Editorial | Shipwreck in Italy carrying migrants shows that European politicians must take migration seriously


AP Photo/Valeria Ferraro

People take part in a candlelight vigil for the victims of a migrant boat that broke apart in rough seas, in Crotone, southern Italy, on Feb. 27.

By The Pitt News Editorial Board

About 60 migrants died and at least 30 are missing after a ship carrying more than 200 people from Afghanistan, Pakistan, Somalia and Iran sank on Sunday. Migrants were attempting to escape unstable political environments and reach Europe when their ship crashed into rocks during rough weather, sinking off the coast of southern Italy.

As the world becomes increasingly politically unstable, more people are forced to leave their homes and seek refuge elsewhere — no matter the cost. This shipwreck demonstrates just how desperate people are to escape their home countries, and European countries must become better equipped to combat migrant smuggling across the Mediterranean Sea to stop these tragedies. 

In Italy, Prime Minister Giorgia Meloni ran on a strict platform to keep migrants out of the country, proposing naval blockades for ships coming from North Africa. Many European politicians have pushed similar anti-immigration policies, making it more difficult for migrants to flee safely. Within the European Union, 21 out of 28 countries in 2015 cited immigration as the most pressing issue affecting the continent.

Where does this leave migrants who have nowhere else to go?

Unfortunately, this shipwreck isn’t the first time that migrants have risked their lives trying to escape violence or political instability in their home countries.

Just last year, experts estimated that 2,062 migrants died while crossing the Mediterranean Sea and thousands more have died since 2014. In Sunday’s shipwreck, 12 children died — a heart-wrenching number. The journey across the Mediterranean is dangerous, yet migrants are willing to risk their lives and their children’s lives for the chance of a better future. 

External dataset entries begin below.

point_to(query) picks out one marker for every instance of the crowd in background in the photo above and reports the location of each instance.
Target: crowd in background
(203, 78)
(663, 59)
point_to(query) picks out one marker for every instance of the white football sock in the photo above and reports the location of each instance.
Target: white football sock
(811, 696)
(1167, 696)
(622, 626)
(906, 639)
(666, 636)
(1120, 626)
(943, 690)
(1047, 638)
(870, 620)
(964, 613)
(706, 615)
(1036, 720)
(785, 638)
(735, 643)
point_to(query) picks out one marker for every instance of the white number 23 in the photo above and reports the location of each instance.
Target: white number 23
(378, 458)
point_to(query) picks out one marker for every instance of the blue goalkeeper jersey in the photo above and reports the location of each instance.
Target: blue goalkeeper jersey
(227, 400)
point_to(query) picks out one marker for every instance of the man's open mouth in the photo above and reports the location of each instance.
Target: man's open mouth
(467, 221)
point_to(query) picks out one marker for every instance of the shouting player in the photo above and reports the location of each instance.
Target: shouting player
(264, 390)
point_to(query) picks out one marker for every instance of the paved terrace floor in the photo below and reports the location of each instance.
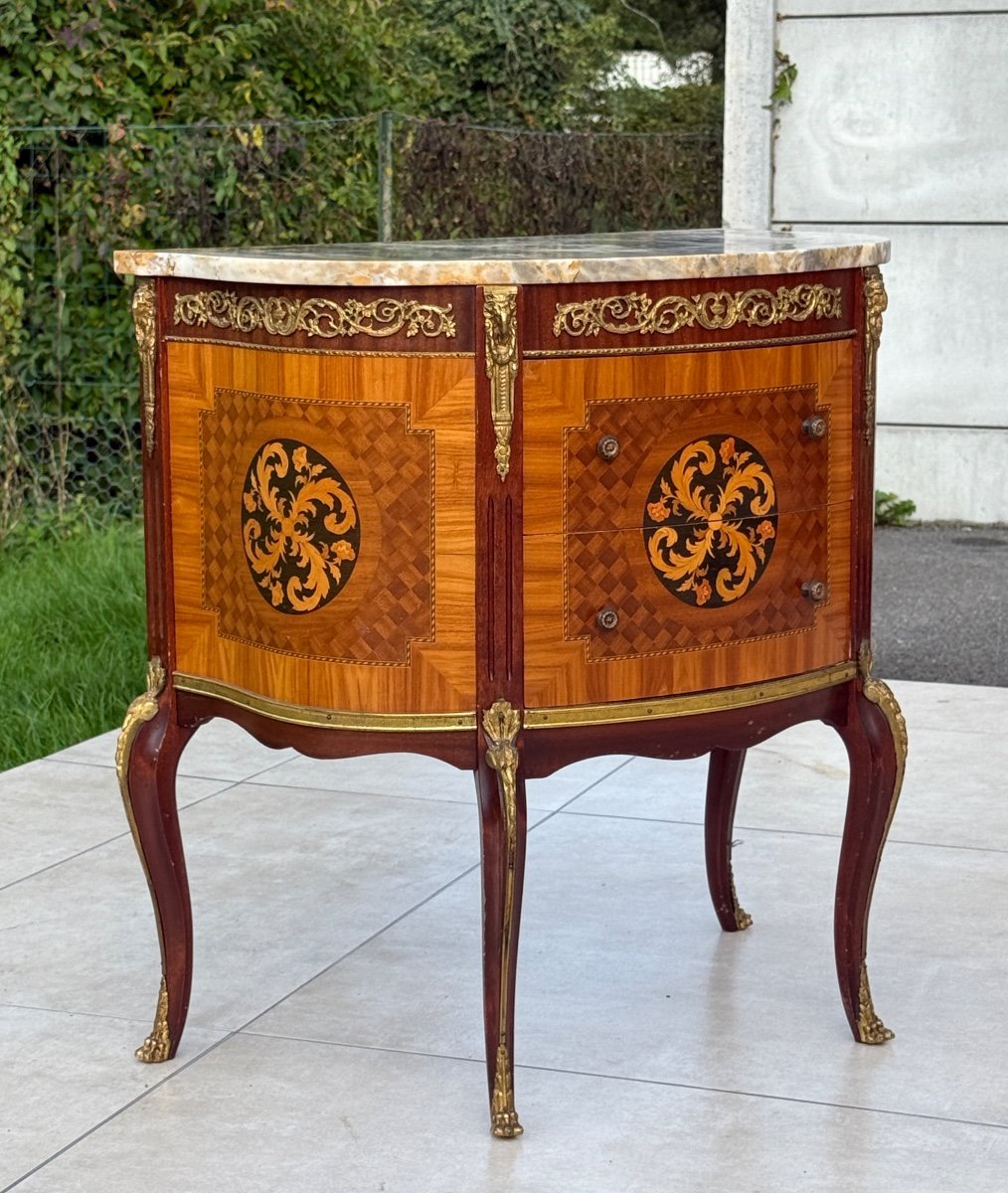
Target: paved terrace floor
(335, 1035)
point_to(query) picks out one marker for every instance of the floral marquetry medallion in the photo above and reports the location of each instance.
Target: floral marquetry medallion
(710, 522)
(316, 526)
(299, 526)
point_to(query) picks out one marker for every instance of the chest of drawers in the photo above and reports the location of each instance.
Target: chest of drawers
(512, 505)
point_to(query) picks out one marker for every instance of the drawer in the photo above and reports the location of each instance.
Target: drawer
(614, 444)
(662, 611)
(321, 552)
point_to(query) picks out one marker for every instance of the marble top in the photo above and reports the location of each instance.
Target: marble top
(608, 256)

Migration isn’t an issue that will go away — in most experts’ estimates, current levels of migration is just the beginning. Some estimates suggest that there could be 1.2 billion climate refugees by 2050. The amount of migrants has increased in the past 50 years substantially with no signs of stopping. 

Countries must prepare to take in more people through safer methods, such as increasing the reach of the European Border and Coast Guard Agency who help save migrants traveling in unsafe conditions, in order to prevent tragedies such as Sunday’s shipwreck.